Patchy Clouds – Slight Shower Chance Late Friday. The pattern won’t be ripe for significant rain (or snow) anytime soon, but a weak disturbance may kick up a shower or sprinkle Friday night. More significant rain is on the way next week.
Warming Trend Into Sunday. This weekend’s weather would feel right at home in early or mid October with highs near 60F over parts of central and southern Minnesota. If the sun is out all day Sunday low to mid 60s are possible; impressive when you consider the sun angle is equivalent to early February.
Few (Authentic) Cold Fronts Into Third Week of November. If we do see a white Thanksgiving it’ll be by the skin of our teeth. Latest 2-week NOAA GFS guidance shows a persistent westerly (zonal) flow with temperatures above average across most of the USA; well above normal over the western US. More chilly slaps – no prolonged, deep pool of cold air necessary to get a real snowstorm.
Boston Among US Cities Most Vulnerable to Hurricane Damage. An article at Laconia Daily Sun caught my eye; here’s an excerpt: “…According to a recent report from CoreLogic — a property information, analytics, and data provider — nearly 8 million single-family homes are at risk of storm surge damage from hurricanes, and over 31 million homes are at risk of damage from hurricane winds nationwide. These risks are disproportionately shouldered by metropolitan areas along the Eastern Seaboard and along the Gulf of Mexico. Boston is one of only two metro areas in the Northeast to rank among the areas at risk of the most damage from hurricane storm surges in the nation. Over 159,000 single-family homes are at risk of storm surge damage in the Boston area. It would cost an estimated $54 billion to repair them. A total of 1.3 million area homes are at risk of hurricane wind damage...”

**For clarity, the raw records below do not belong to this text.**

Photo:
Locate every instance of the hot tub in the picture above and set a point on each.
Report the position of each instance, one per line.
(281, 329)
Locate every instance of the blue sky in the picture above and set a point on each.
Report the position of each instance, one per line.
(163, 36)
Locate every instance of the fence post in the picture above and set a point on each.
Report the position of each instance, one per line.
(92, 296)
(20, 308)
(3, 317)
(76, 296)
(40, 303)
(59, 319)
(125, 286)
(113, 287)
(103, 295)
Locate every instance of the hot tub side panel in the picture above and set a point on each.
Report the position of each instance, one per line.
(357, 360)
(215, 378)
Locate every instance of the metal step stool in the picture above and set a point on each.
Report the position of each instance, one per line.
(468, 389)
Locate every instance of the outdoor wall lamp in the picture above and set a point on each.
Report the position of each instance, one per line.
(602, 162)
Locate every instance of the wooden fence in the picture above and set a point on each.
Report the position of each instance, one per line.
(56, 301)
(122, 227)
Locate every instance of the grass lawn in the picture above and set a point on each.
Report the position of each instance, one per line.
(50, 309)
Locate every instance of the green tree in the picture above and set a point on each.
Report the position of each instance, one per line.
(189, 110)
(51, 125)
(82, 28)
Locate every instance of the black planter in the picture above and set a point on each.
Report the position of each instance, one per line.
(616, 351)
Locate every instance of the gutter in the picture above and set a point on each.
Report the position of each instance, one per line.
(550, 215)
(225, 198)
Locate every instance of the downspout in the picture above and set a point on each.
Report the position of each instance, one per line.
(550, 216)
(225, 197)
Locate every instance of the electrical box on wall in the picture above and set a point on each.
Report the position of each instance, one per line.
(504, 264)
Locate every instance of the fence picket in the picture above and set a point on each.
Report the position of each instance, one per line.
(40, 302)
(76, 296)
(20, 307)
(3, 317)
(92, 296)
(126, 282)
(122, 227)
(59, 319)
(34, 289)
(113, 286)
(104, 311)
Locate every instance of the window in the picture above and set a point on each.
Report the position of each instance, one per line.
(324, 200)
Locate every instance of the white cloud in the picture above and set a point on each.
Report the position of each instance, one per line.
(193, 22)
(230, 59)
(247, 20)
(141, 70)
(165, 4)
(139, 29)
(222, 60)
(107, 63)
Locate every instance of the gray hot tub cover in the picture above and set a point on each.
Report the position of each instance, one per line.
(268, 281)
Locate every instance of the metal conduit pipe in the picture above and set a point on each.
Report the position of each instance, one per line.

Atmospheric River Storms Hit Parts of Northern and Central California. From drought to flood in the meteorological blink of an eye. Storm Water Solutions has the post; here’s the intro: “Forecasters estimate that the atmospheric river storms that hit parts of northern and central California from Oct. 23 to 26 dropped 7.6 trillion gallons of rain. According to The San Diego Tribune, little of the rain fell in greater San Diego, which has drier soil. Ultimately, the atmospheric river fell apart as it moved south. The North Pacific storm that reached the Bay area on Nov. 1, and the one expected to arrive on Nov. 3 will not move into Southern California. “The jet stream is positioned to mostly go into the Pacific Northwest and northern California right now,” said Stefani Sullivan, a forecaster at the weather service office in Rancho Bernardo, reported The San Diego Tribune. “But eventually some rain should come down here.” Yosemite Park visitors saw Horsetail Fall on El Capitan flow, although it does not usually flow at this time of year. The flow is a result of the recent severe storms that swept through the area, creating the phenomenon known as a “firefall,” reported CBS San Francisco...”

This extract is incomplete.